El pomo giró. Pero cuando empujé sentí resistencia desde dentro. Algo bloqueaba la puerta.

Había el espacio justo para que asomara la cabeza. Estirando el cuello, miré por la pequeña rendija.

Cuando vi cuál era el obstáculo, tuve que hacer un esfuerzo supremo para no vomitar.

Un zapato empujaba la puerta. El zapato estaba unido a una pierna. La pierna estaba unida a un hombre que, completamente vestido y con la cabeza manchada de sangre, permanecía sentado sobre el váter. Era Hans Gustofson y estaba bien muerto.

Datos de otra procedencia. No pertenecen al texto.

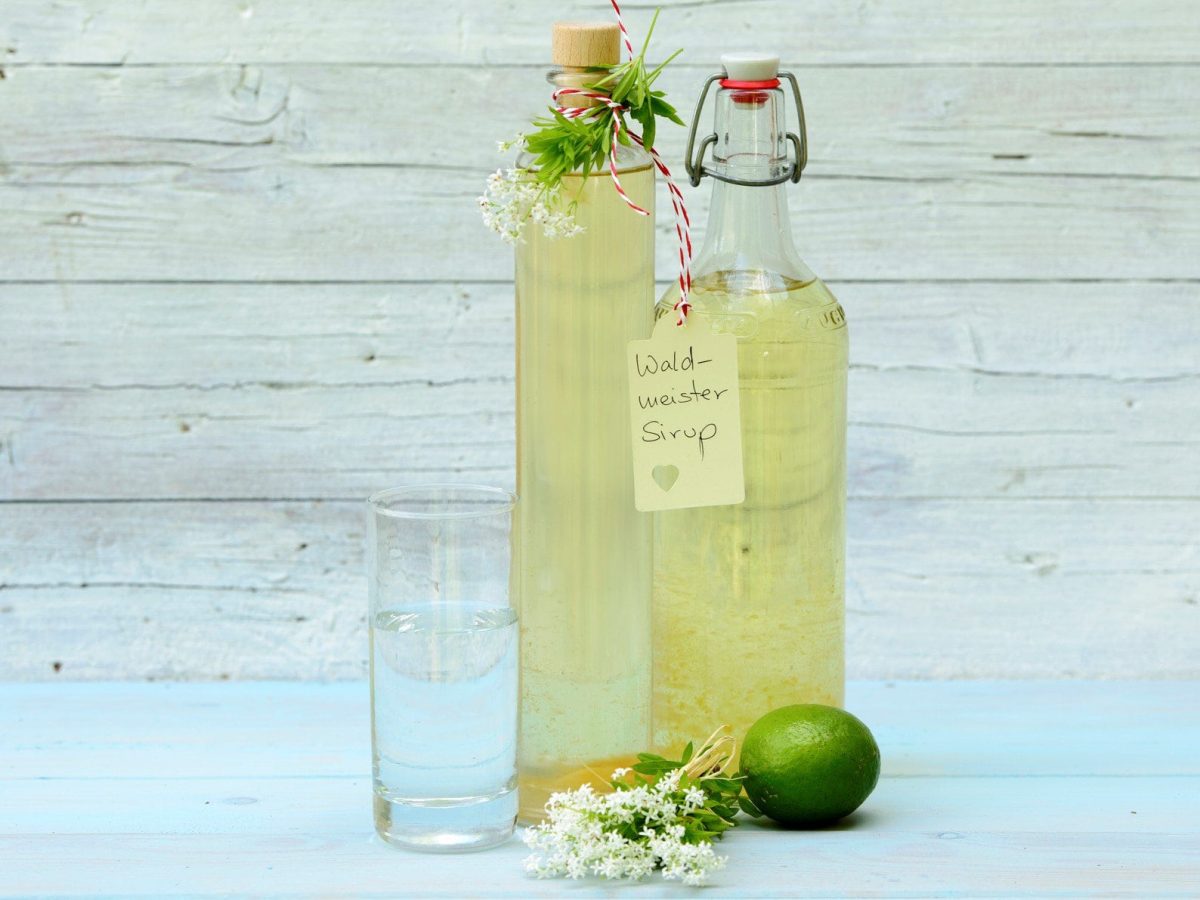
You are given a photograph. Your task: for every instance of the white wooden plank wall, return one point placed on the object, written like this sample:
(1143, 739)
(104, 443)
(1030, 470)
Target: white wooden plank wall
(243, 283)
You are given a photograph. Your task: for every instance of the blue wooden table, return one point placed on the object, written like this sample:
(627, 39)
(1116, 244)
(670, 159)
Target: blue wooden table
(205, 790)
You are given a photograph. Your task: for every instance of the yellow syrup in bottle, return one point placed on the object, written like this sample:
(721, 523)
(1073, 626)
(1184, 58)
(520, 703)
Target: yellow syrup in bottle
(581, 550)
(749, 599)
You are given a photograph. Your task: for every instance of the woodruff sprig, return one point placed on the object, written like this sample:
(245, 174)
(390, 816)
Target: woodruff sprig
(661, 814)
(562, 145)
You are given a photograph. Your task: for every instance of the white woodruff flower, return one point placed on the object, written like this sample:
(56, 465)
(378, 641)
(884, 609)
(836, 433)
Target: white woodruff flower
(627, 833)
(514, 197)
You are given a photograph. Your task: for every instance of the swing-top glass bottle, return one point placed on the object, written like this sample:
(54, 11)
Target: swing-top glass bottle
(749, 599)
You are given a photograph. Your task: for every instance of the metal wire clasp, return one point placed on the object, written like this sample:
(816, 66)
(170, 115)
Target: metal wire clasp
(696, 167)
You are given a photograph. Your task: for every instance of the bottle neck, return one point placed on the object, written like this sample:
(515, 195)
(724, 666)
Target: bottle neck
(749, 227)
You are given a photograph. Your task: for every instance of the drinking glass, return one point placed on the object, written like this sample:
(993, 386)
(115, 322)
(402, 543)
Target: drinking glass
(443, 666)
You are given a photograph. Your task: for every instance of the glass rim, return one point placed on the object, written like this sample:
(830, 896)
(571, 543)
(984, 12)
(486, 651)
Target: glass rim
(504, 501)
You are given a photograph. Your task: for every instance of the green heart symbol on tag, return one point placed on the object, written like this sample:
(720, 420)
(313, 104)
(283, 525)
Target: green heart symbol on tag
(665, 477)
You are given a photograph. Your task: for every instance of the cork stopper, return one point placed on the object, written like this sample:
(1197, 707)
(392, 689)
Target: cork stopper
(583, 45)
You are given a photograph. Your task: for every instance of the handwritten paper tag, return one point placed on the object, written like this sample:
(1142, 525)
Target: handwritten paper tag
(687, 421)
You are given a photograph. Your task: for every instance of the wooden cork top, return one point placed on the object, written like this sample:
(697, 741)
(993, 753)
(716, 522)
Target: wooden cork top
(582, 45)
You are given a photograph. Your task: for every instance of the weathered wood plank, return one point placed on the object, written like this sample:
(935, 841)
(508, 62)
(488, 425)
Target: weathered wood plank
(162, 336)
(877, 121)
(958, 390)
(354, 223)
(1009, 729)
(66, 804)
(913, 433)
(935, 589)
(396, 31)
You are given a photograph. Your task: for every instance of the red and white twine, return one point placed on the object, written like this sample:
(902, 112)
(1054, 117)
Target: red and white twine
(683, 223)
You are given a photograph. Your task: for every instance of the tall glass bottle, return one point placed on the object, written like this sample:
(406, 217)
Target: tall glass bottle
(749, 599)
(582, 552)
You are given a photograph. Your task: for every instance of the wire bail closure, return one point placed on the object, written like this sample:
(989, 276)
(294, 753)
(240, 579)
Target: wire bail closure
(696, 167)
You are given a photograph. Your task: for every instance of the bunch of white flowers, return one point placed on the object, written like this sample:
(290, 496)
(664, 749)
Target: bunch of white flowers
(627, 833)
(515, 197)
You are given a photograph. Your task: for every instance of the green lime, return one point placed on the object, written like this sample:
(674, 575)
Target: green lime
(809, 765)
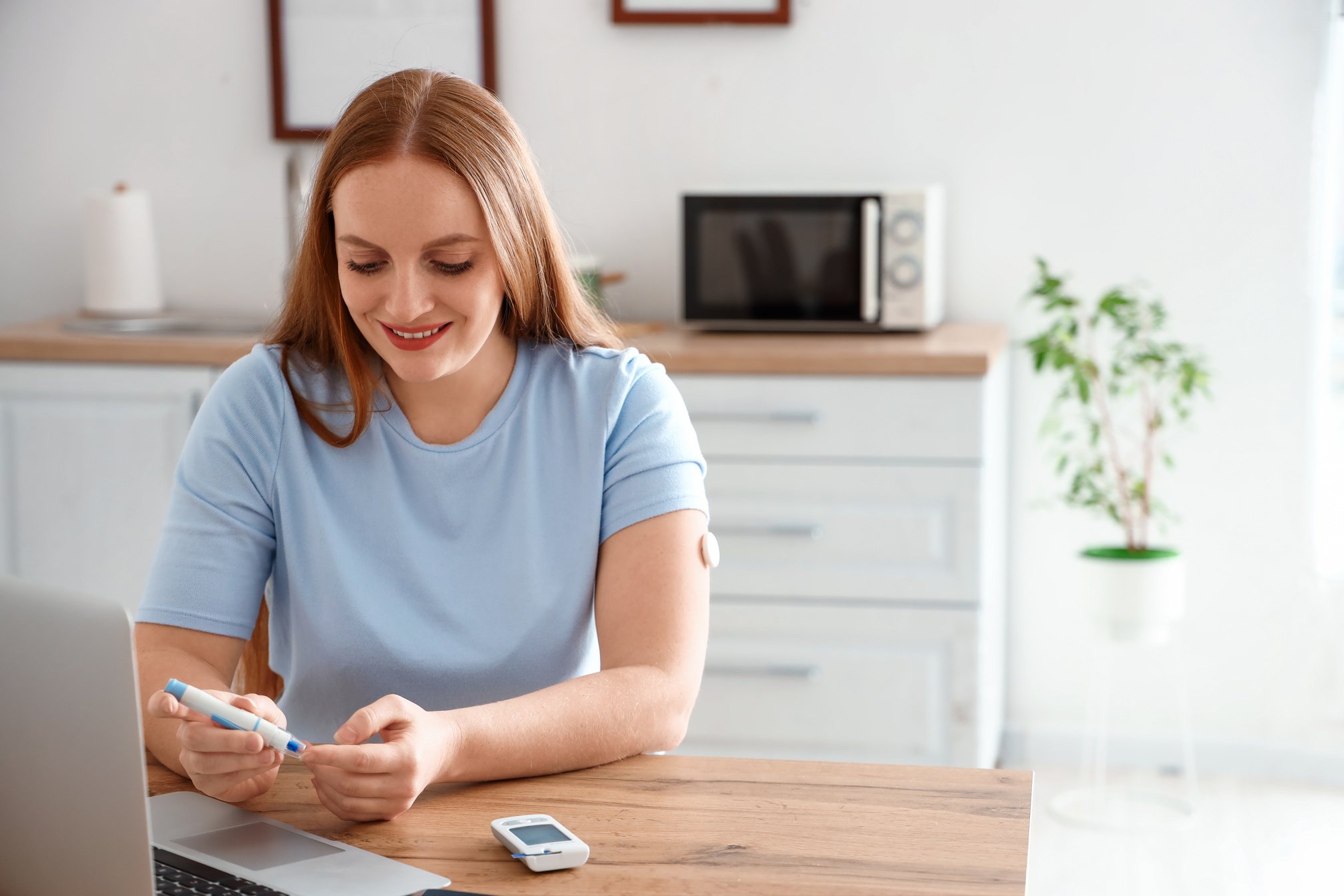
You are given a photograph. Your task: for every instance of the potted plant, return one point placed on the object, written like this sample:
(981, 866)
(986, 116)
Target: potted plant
(1123, 386)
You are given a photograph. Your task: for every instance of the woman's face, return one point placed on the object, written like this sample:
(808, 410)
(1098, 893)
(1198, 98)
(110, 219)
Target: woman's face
(414, 255)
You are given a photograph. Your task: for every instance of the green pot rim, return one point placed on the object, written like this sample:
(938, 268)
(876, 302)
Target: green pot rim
(1125, 554)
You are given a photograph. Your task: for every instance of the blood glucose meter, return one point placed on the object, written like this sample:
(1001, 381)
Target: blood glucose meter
(539, 841)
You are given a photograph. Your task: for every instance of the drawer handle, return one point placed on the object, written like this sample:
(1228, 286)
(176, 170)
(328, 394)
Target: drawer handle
(800, 531)
(807, 418)
(768, 671)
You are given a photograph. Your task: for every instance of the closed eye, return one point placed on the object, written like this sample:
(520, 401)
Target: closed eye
(373, 267)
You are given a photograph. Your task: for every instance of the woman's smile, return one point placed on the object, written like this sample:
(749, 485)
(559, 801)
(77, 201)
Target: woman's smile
(413, 340)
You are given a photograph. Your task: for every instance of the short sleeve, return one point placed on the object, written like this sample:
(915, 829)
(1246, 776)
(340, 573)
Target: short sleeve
(653, 461)
(218, 543)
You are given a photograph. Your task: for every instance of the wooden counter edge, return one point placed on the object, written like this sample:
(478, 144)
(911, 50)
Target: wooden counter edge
(952, 349)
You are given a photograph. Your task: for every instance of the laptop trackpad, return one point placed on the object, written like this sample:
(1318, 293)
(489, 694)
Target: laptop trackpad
(259, 845)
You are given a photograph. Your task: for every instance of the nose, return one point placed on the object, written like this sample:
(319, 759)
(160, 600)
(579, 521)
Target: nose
(410, 299)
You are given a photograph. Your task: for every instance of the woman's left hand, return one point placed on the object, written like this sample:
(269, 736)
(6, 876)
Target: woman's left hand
(378, 782)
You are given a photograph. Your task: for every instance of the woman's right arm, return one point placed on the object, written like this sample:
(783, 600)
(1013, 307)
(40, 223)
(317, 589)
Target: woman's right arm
(222, 763)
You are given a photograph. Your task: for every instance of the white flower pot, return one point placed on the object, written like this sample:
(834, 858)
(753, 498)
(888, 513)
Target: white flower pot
(1139, 597)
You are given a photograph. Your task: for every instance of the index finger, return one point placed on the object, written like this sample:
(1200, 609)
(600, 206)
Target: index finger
(363, 758)
(164, 705)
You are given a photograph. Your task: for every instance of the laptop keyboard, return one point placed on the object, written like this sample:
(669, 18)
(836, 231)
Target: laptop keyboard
(179, 876)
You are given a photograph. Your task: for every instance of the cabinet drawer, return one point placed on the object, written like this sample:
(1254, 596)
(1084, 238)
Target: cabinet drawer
(836, 417)
(858, 684)
(829, 531)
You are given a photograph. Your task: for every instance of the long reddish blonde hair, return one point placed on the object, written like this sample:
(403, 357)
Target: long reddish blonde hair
(449, 120)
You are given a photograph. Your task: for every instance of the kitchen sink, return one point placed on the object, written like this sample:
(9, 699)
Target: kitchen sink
(171, 324)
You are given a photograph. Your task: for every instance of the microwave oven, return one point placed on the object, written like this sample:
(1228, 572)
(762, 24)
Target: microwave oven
(862, 261)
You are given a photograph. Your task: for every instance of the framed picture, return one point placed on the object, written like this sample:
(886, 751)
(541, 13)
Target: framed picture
(701, 11)
(323, 53)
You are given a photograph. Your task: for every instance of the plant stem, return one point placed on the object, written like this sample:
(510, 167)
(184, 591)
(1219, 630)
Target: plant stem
(1108, 427)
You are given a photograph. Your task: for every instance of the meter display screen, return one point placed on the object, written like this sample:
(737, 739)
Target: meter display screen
(533, 835)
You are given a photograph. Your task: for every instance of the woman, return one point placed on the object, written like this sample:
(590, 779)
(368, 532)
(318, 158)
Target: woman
(481, 519)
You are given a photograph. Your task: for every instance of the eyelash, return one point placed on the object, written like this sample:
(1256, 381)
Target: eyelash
(373, 267)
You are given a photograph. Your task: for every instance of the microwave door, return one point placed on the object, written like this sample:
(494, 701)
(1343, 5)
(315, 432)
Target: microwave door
(783, 259)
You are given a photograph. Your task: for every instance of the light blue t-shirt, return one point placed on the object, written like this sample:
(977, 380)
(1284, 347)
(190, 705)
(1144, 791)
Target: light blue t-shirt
(452, 575)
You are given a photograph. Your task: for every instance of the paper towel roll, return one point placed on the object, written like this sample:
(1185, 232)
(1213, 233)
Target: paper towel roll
(121, 261)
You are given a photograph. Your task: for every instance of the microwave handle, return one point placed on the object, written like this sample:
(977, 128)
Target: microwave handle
(871, 221)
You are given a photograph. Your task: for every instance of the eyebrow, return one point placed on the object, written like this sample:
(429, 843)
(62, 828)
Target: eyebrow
(443, 241)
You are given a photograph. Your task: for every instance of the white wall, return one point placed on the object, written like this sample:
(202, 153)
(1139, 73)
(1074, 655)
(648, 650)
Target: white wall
(1160, 139)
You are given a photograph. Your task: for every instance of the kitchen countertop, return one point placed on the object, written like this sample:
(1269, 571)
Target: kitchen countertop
(952, 349)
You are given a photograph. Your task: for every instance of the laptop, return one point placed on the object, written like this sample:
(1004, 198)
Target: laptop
(73, 781)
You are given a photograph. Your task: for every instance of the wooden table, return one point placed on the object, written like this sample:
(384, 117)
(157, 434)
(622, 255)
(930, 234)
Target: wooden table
(702, 825)
(951, 349)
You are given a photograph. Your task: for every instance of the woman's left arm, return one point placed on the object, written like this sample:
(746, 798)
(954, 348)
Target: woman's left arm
(652, 611)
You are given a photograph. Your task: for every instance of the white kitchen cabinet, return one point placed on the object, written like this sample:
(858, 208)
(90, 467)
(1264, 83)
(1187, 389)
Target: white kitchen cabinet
(858, 609)
(89, 455)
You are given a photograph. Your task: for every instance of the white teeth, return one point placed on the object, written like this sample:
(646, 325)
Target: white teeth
(417, 335)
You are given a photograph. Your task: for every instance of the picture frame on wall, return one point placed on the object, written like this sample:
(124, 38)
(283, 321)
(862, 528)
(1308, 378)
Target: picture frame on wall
(701, 11)
(321, 54)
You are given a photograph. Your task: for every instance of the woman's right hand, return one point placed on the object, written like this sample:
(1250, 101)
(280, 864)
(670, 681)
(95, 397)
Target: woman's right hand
(225, 763)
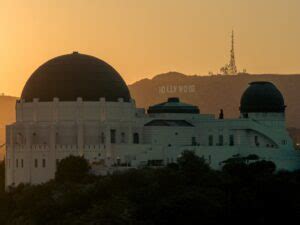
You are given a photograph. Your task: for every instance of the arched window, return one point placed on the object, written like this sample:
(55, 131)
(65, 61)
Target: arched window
(210, 140)
(113, 136)
(231, 140)
(136, 138)
(122, 137)
(102, 138)
(34, 138)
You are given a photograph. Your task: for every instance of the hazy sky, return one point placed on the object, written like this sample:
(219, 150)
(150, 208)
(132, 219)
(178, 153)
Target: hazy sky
(141, 38)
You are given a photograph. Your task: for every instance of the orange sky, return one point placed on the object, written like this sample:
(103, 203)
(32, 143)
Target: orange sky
(142, 38)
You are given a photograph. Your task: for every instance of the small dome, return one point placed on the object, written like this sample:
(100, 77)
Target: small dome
(75, 75)
(173, 105)
(262, 96)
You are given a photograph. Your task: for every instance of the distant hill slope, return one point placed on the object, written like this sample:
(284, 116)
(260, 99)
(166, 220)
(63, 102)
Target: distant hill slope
(7, 116)
(212, 93)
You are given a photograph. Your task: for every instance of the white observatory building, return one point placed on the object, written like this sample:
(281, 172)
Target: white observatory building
(76, 104)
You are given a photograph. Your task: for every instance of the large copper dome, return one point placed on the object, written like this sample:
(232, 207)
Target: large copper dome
(75, 75)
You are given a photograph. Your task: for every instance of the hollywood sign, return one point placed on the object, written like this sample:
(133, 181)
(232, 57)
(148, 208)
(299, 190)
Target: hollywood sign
(166, 89)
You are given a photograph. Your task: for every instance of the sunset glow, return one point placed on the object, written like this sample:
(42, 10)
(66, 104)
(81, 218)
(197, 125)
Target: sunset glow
(144, 38)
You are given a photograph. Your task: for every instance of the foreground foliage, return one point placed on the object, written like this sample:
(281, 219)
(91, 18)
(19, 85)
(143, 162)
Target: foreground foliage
(186, 192)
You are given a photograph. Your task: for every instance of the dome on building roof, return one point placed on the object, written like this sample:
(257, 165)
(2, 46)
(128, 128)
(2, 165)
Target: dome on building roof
(262, 96)
(68, 77)
(173, 105)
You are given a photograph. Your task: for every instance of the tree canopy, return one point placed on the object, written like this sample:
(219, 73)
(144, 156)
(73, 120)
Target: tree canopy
(185, 192)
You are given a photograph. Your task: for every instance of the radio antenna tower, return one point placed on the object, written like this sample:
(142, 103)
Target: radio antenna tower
(230, 69)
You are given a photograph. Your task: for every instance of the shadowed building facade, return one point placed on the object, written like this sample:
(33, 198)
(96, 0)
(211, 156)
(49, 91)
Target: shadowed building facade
(79, 105)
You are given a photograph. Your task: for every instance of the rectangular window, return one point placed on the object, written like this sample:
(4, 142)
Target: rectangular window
(122, 137)
(210, 140)
(231, 140)
(113, 136)
(256, 141)
(194, 141)
(36, 163)
(221, 140)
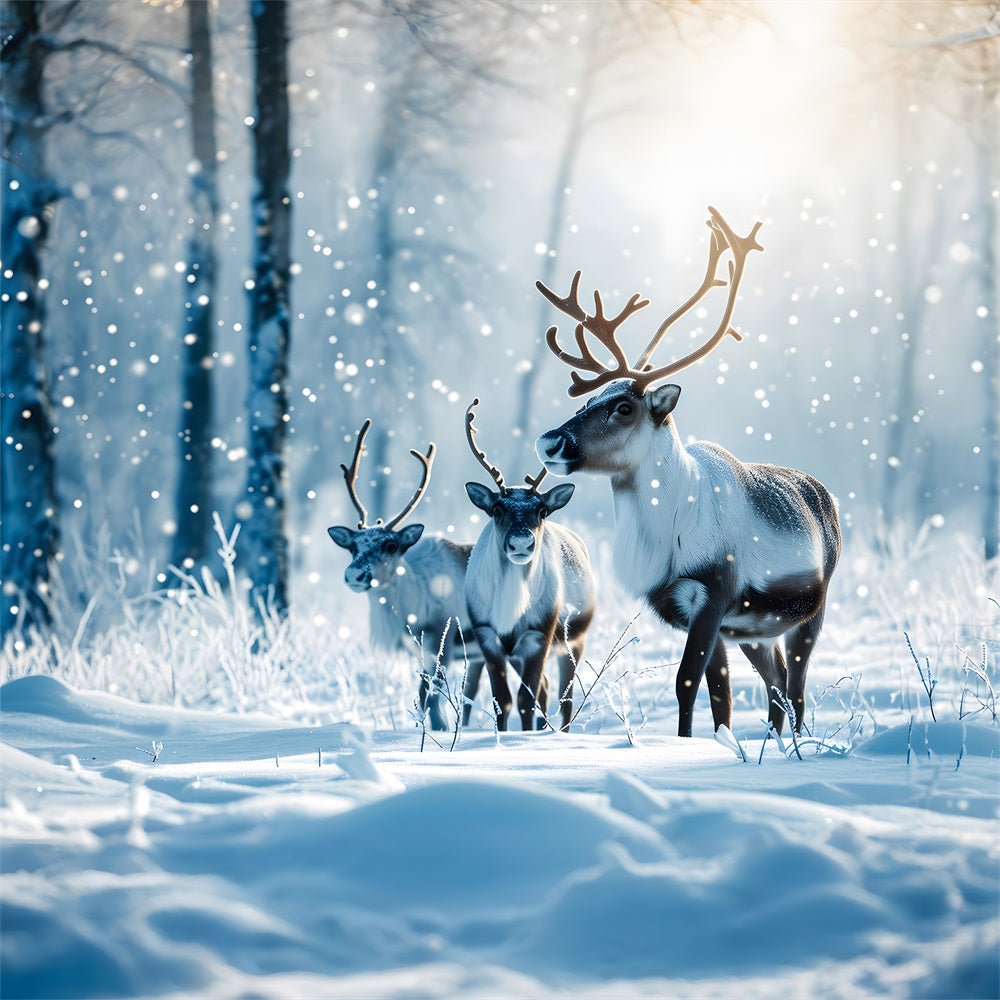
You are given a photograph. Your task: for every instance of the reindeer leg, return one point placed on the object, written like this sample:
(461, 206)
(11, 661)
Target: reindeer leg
(496, 667)
(703, 637)
(528, 657)
(799, 643)
(720, 689)
(770, 664)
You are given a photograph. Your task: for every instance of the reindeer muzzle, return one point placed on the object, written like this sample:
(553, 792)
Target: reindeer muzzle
(559, 452)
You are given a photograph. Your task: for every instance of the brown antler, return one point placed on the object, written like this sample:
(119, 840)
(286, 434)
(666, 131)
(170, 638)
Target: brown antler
(602, 327)
(723, 237)
(642, 373)
(351, 478)
(470, 433)
(426, 461)
(351, 475)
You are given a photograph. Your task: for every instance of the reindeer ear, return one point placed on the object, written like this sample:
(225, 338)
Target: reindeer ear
(342, 536)
(410, 535)
(482, 496)
(558, 496)
(662, 400)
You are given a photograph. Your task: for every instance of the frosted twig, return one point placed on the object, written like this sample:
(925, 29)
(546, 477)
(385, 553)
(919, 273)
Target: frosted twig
(157, 746)
(929, 682)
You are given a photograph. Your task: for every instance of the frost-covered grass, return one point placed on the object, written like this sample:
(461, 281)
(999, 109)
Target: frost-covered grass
(925, 606)
(198, 805)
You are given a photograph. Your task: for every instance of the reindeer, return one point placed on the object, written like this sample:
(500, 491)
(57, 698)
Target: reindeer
(414, 585)
(526, 579)
(721, 549)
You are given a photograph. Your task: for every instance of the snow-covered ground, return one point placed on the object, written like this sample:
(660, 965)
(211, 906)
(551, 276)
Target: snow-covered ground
(290, 838)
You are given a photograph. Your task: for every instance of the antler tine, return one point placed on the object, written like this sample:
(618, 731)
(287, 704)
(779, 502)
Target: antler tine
(351, 474)
(533, 481)
(604, 328)
(470, 433)
(426, 461)
(741, 247)
(717, 248)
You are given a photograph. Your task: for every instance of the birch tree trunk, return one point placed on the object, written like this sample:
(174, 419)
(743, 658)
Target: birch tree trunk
(193, 495)
(28, 506)
(267, 404)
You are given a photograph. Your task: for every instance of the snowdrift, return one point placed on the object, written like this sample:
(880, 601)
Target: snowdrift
(312, 861)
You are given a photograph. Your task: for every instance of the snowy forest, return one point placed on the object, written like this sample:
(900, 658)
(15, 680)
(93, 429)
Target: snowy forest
(166, 356)
(235, 230)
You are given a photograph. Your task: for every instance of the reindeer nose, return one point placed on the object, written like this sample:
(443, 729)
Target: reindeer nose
(520, 547)
(549, 444)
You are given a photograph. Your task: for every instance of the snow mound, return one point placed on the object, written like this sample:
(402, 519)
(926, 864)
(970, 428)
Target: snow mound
(239, 863)
(942, 739)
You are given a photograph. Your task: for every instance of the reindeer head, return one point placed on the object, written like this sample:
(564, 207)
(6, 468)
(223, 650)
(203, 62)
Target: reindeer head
(377, 550)
(614, 429)
(518, 513)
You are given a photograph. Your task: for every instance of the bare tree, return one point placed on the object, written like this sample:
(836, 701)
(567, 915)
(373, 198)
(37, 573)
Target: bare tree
(264, 536)
(28, 505)
(606, 44)
(950, 53)
(193, 495)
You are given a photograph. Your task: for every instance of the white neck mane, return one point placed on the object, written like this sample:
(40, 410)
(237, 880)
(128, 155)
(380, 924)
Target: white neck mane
(495, 586)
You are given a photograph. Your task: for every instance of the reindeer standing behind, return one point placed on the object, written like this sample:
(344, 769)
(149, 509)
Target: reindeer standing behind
(527, 579)
(415, 587)
(719, 548)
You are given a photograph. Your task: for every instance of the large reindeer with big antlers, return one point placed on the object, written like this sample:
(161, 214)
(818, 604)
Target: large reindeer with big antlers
(414, 586)
(719, 548)
(527, 579)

Tenía una gran brecha a un lado de la frente y su cráneo parecía deformado, casi aplastado, como un trozo de arcilla que alguien hubiera golpeado con un bate de béisbol.

La mancha de sangre de delante de la puerta de entrada. Le habían golpeado allí y su cabeza había rebotado contra la pared. Pero no había muerto. Al menos, no enseguida. De alguna forma había conseguido sentarse en el váter. Muy a lo Elvis.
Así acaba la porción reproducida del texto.